An extra sum of squares test comparing this 2-parameter model to the 3-parameter model ($p$ = 0.425) fails to suggest that the 3-parameter model better explains the data (i.e., has lower sums of squares of error).   Because of this result, AND because the 2-parameter model appears to meet MLR model assumptions, one might conclude that the 2-parameter model is sufficient to describe these data.


# #3 exercise 18 on page 266 re: evolution
```{r}
summary(ex0918)
```

## #3(a)
Comparing Model I to Model II
```{r}
m1 = lm(Ratio ~ Continent + Latitude,data=ex0918)
summary(m1)

m2 = lm(Ratio ~ Continent*Latitude,data=ex0918)
summary(m2)


m2.log = lm(log10(Ratio) ~ Continent*Latitude,data=ex0918)
summary(m2)
```

Based on the extra sum of squares test, the evidence suggests that the model with an interaction (Model II, \texttt{m2}) better explains the data.  Because of this results AND because Model II appears to meet the MLR assumptions (see #3(b)), we might conclude that Model II is "better".

## #3(b) 
Checking the assumptions: the assumption of constant variance could be suspect, but this conclusion is based on a single unusual datum with a large negative residual and a mean (fitted value) of about 0.82.   For a real data set, we would follow up with the researcher and ask them to validate this unusual datum:  was it entered into the data set correctly? were there any deviations from the study implementation or sampling plan that might explain why this datum is unusual? 
```{r}
diagANOVA(m2)
diagANOVA(m2.log)
```

## #3(c)
The fit regression model for Europe is:
  $$\hat\mu\{Ratio|Latitude, Continent = Europe\} = 0.799 + 0.0005Latitude.$$
  
The fit regression model for North America is:
  $$\hat\mu\{Ratio|Latitude, Continent = North America\} = (0.799+0.052) + (0.0005 - 0.001)Latitude.$$  
  
## #3(d)
```{r}
plot(Ratio ~ Latitude,pch=as.numeric(Continent),col=as.numeric(Continent),data=ex0918)
Lat = seq(35,57,.1)
lines(Lat, 0.799 + 0.0005*Lat,col=1,lty=1)
lines(Lat, 0.799+0.052 + (0.0005-0.001)*Lat,col=2,lty=2)
```

## #3(e)
The model we are using to answer this question is parameter is 
  $$\mu\{Ratio|Latitude, Continent\}=\beta_0 + \beta_1D_{NA}(Continent) + \beta_2Latitude + \beta_3D_{NA}(Continent) \times Latitude.$$
  
This question is asking us to test $H_0: \beta_3=0$ vs. $H_a: \beta_3\ne 0$.   The evidence suggests that, yes, there is a difference in the ``speed of evolution" of the female fly in Europe and North America ($t=-2.5$, $p=0.0219$)  
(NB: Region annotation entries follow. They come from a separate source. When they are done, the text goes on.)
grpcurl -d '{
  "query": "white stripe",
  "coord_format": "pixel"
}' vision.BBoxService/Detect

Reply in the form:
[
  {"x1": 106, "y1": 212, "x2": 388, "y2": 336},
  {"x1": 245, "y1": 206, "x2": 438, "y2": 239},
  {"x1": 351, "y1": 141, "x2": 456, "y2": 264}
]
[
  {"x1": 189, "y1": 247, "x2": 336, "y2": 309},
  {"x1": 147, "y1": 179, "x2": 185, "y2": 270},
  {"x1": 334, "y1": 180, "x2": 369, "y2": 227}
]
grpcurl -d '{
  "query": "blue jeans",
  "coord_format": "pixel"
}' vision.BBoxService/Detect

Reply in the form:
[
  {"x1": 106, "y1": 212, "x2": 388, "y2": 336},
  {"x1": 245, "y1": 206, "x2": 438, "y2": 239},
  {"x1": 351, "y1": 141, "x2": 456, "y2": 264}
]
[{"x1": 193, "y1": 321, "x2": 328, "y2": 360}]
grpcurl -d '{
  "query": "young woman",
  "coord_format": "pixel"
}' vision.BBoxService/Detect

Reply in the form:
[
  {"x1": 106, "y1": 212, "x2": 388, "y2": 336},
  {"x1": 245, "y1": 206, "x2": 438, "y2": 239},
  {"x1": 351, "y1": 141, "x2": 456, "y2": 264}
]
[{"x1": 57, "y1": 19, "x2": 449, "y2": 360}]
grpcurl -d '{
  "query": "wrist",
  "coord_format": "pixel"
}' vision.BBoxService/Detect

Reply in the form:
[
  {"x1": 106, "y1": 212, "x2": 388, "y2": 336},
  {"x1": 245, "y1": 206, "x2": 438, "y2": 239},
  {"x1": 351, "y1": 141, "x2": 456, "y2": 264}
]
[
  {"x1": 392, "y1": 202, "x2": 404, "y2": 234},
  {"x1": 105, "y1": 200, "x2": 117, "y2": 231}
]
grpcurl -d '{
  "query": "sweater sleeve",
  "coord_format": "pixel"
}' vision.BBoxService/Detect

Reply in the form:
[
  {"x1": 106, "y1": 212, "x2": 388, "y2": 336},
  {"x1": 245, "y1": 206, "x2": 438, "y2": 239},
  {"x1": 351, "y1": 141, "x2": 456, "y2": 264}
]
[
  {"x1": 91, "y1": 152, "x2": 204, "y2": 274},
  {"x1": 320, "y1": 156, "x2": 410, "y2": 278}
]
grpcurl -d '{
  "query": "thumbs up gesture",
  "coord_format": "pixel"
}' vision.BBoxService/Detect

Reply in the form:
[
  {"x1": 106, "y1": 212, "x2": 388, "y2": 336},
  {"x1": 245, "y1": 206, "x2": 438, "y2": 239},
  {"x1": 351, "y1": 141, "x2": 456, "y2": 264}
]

A 95% CI for $\beta_3$ is found by
```{r}
confint(m2)
```
Hence, the data suggest with 95% confidence that the mean ratio of basal length to wing size decreases by between 0.0002 and 1.86 for every 1 degree latitude north that the flies live.  

## #3(f)
```{r}
m3 = lm(Ratio ~ Continent*I(Latitude-45.68),data=ex0918)
summary(m3)
```

Hence the evidence suggests that the female fly's ratio is larger on the average in North America (estimate = 0.006 larger, $p$=0.019) compared to Europe.